We have seen this before, twice. I have in the past talked about the second phase of the ICT revolution; I see now I was wrong. Actually we are about to enter the third phase. Such phases, or waves of change, are characterised by a new technology being taken up whilst it is still only just usable. This effect is the perfect indicator of massive change. If a technology is just OK then it's take up is progressive as it advances (thing of Diesel engines in cars) but if a technology is utterly transformation, we see people take it up despite it being very limited initially (think penicillin, aeroplanes and tablets).
Consider this, back in the mid 1940s computers really were only just usable. By the mid 1950s large corporations realised they should have them. By the mid 1960s they were essential. I was part of the micro-computer wave (the second phase). I remember trying to explain to my mother what micro-computers might be useful for; she quite rightly did not get it. They were not really much use for anything, but the potential and their ability to do those few things they could do was amazing.
Laptops were not a wave; they grew slowly. The utility of one is amazing, but not transformatory. They are too heavy, and to complex and just not a revolution. Putting a steam engine on wheels changed the world completely and utterly. Laptops were like high pressure steam engines, really useful but not a revolution; the iPad is Stephenson's Rocket, with it we enter a new era. Putting tablets on 4G will be, is being, just as big if not bigger. Steam engines on rails (let us call them trains) meant people could travel at super animal speeds for the first time. On day were were limited to a galloping horse, the next we were not; suddenly we could travel were we wanted at speeds which made such transport practical. Putting Tablets on 4G means we no longer have have to travel. With a tablet and good 4G access we can be everywhere at the same time. Yes we thought video conferencing would kill of travel but it was too clunky in the computer based 20th century world. Video conferencing from your bedroom from a device the size of your hand - that is the true revolution.

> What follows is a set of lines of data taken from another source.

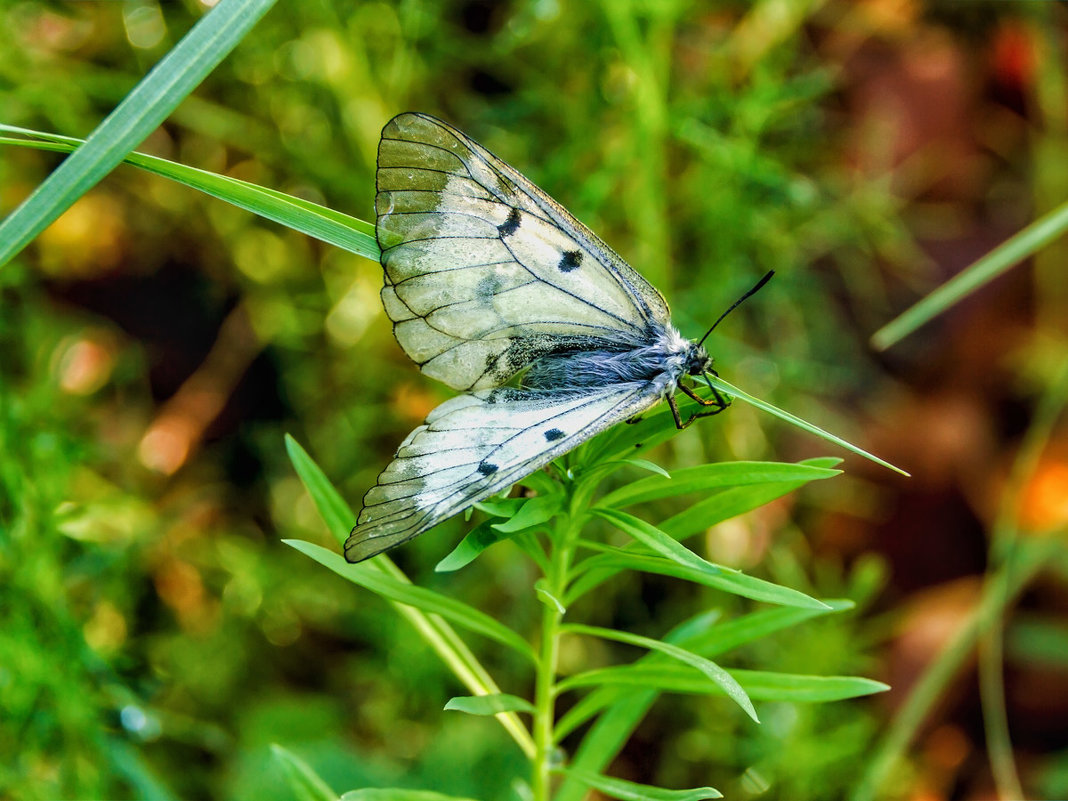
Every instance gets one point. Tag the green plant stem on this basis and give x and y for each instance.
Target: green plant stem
(1004, 547)
(564, 540)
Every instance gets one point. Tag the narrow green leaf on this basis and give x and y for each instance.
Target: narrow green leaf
(770, 686)
(501, 507)
(795, 420)
(660, 543)
(139, 113)
(548, 598)
(331, 506)
(711, 671)
(758, 685)
(633, 791)
(397, 794)
(298, 214)
(305, 783)
(1014, 250)
(457, 612)
(732, 502)
(626, 709)
(726, 579)
(755, 626)
(711, 476)
(534, 512)
(453, 652)
(470, 548)
(489, 704)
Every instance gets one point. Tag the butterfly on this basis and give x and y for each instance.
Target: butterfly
(486, 277)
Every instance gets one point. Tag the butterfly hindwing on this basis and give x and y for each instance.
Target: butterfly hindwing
(484, 271)
(477, 444)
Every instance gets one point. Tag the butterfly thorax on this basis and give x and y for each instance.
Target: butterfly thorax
(662, 358)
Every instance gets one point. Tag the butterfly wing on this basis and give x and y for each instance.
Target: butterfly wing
(484, 271)
(477, 444)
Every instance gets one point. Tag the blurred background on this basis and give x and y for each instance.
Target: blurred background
(156, 344)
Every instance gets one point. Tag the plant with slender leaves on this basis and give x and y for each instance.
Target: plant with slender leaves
(578, 538)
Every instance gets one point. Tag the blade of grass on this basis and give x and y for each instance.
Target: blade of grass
(794, 420)
(759, 685)
(320, 222)
(1033, 238)
(140, 112)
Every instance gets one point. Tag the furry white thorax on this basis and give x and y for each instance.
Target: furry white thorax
(662, 359)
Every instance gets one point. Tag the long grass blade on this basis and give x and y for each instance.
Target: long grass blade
(795, 420)
(320, 222)
(140, 112)
(1033, 238)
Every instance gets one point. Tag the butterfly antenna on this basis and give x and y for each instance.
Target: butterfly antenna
(751, 293)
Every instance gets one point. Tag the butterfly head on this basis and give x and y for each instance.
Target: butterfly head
(697, 360)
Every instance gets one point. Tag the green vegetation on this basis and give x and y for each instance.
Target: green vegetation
(623, 625)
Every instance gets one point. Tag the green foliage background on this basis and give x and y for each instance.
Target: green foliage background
(156, 638)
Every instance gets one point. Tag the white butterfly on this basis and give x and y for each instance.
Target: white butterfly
(487, 276)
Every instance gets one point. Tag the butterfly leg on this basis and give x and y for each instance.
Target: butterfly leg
(719, 402)
(674, 412)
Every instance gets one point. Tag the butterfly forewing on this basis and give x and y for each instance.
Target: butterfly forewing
(484, 271)
(475, 445)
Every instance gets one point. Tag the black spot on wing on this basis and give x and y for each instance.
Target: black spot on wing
(511, 225)
(569, 261)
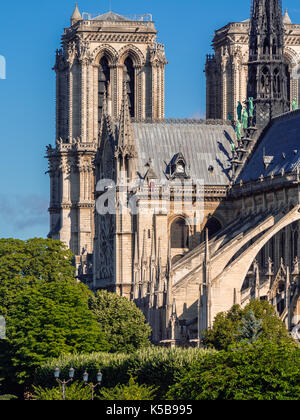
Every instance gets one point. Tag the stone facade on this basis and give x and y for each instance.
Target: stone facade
(78, 113)
(227, 69)
(177, 215)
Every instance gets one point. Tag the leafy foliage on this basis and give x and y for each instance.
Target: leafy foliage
(73, 392)
(26, 262)
(123, 323)
(7, 397)
(262, 371)
(154, 366)
(46, 309)
(250, 329)
(227, 327)
(132, 392)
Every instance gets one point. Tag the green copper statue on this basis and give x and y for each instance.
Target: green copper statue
(251, 107)
(238, 131)
(245, 119)
(239, 111)
(294, 104)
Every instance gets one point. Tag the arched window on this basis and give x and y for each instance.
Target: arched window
(104, 79)
(294, 241)
(179, 234)
(274, 47)
(265, 80)
(282, 245)
(130, 81)
(277, 85)
(266, 46)
(214, 226)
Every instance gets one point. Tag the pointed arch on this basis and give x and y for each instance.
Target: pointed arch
(179, 233)
(105, 50)
(134, 53)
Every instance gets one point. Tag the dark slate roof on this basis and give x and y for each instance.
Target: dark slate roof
(202, 145)
(282, 142)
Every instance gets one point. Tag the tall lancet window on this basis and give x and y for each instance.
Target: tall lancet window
(130, 81)
(104, 78)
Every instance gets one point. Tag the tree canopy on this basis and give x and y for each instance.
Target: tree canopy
(123, 323)
(235, 325)
(261, 371)
(46, 309)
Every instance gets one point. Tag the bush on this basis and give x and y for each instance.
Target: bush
(46, 309)
(261, 371)
(73, 392)
(124, 324)
(130, 392)
(154, 366)
(230, 327)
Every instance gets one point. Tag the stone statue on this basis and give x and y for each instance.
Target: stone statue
(245, 119)
(239, 111)
(294, 104)
(238, 130)
(251, 107)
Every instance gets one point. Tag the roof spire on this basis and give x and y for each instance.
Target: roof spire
(76, 16)
(286, 18)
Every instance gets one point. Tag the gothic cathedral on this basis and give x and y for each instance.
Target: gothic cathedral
(184, 217)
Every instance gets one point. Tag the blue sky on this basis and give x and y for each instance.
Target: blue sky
(29, 35)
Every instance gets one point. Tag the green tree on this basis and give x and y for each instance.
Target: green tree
(73, 392)
(123, 323)
(46, 309)
(262, 371)
(26, 262)
(250, 329)
(50, 319)
(227, 326)
(130, 392)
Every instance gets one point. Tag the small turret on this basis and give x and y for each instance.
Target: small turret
(286, 18)
(76, 17)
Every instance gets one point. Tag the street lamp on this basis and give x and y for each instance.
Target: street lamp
(91, 385)
(64, 382)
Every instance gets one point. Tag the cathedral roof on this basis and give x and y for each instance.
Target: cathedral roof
(205, 148)
(279, 147)
(111, 17)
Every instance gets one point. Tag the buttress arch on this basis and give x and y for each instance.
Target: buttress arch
(231, 280)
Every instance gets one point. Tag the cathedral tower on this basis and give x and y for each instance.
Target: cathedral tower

The devil is in the detail. If you work in a modern office environment you might well have had the experience of despirately needing a coffee but being stuck on a conference call (of doom). I found the solution two days ago; I used my phablet (phones and tables are really just the same things now - I call them phablets). I put on my headset, attached it to my iPhone and made a coffee whilst on the call. Which meant that 5 minutes I would have spent making the coffee after the call was not unproductive time.
Similarly, I am sat on a train writing this using my larger phablet... Actually, now I am on the tube! Have you ever tried to use a laptop on the London Undergroud? Don't bother, it is really, stupidly hard. Now I am finishing this paragraph sat by the pool in a Finca in Spain. Can you tell?

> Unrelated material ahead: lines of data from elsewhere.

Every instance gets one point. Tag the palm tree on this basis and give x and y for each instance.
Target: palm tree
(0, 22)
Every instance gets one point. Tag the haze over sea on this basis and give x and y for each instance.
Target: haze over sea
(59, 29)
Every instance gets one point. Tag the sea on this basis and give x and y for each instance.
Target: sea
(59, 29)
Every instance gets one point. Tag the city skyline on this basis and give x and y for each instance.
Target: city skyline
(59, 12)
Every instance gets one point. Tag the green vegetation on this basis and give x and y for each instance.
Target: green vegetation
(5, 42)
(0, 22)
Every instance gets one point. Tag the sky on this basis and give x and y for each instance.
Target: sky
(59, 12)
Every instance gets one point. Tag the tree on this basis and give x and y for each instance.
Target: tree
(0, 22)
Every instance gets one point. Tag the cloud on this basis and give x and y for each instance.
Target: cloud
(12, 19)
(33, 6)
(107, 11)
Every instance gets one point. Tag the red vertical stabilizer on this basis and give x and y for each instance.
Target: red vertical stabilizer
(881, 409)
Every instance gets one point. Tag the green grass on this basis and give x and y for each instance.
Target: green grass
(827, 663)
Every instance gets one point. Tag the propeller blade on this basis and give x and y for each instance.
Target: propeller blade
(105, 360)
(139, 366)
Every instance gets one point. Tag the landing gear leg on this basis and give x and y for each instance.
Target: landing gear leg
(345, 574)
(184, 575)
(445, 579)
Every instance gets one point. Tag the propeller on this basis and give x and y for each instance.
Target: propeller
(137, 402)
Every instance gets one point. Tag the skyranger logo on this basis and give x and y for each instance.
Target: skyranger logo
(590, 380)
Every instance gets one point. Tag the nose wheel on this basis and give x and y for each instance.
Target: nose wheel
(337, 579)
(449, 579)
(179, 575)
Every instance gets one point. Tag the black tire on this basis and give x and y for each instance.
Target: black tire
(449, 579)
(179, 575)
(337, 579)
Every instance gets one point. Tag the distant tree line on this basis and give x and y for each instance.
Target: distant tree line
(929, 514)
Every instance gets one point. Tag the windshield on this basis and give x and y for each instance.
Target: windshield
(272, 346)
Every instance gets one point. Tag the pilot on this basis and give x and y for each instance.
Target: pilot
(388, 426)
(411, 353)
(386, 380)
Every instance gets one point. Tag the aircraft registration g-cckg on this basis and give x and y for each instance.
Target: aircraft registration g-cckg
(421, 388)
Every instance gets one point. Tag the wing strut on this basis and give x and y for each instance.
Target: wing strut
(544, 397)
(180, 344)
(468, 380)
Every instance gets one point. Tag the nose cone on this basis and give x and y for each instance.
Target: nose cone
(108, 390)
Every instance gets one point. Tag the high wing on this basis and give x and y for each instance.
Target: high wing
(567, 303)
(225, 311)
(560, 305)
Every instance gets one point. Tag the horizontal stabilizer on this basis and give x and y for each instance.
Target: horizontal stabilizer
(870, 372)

What we are looking at is a new level of mobility; a situation where phablets, with a some more development, will start to shift the way we think about life at a cultural level. We will break down the age old correlation between location and activity. My wife already does the week's food shopping whilst we sit in bed. At the same time I often do a bit of research and reading. If she is not shopping she is researching and I am surfing youtube: all on our phablets. Such a disconnection between location and activity is very new. What meaning a "reading chair" and a ’listening room’ when we can listen and read using the same device whilst sitting in a cable car on the way to skiing?
As we disentangle our prejudice over location and activity for leisure so we will for work. Not only at the level of remote working but also with work times. It does not matter where or when people work if they can still communicate; I communicate with my Chinese team members from the train and those trom the US whilst in the bath. Delivery drivers to doctors can fit their time and location around their needs and the needs of their end users; no longer shall we all be synchronised to some external rigid clock simply to allow some form of primitive coordination.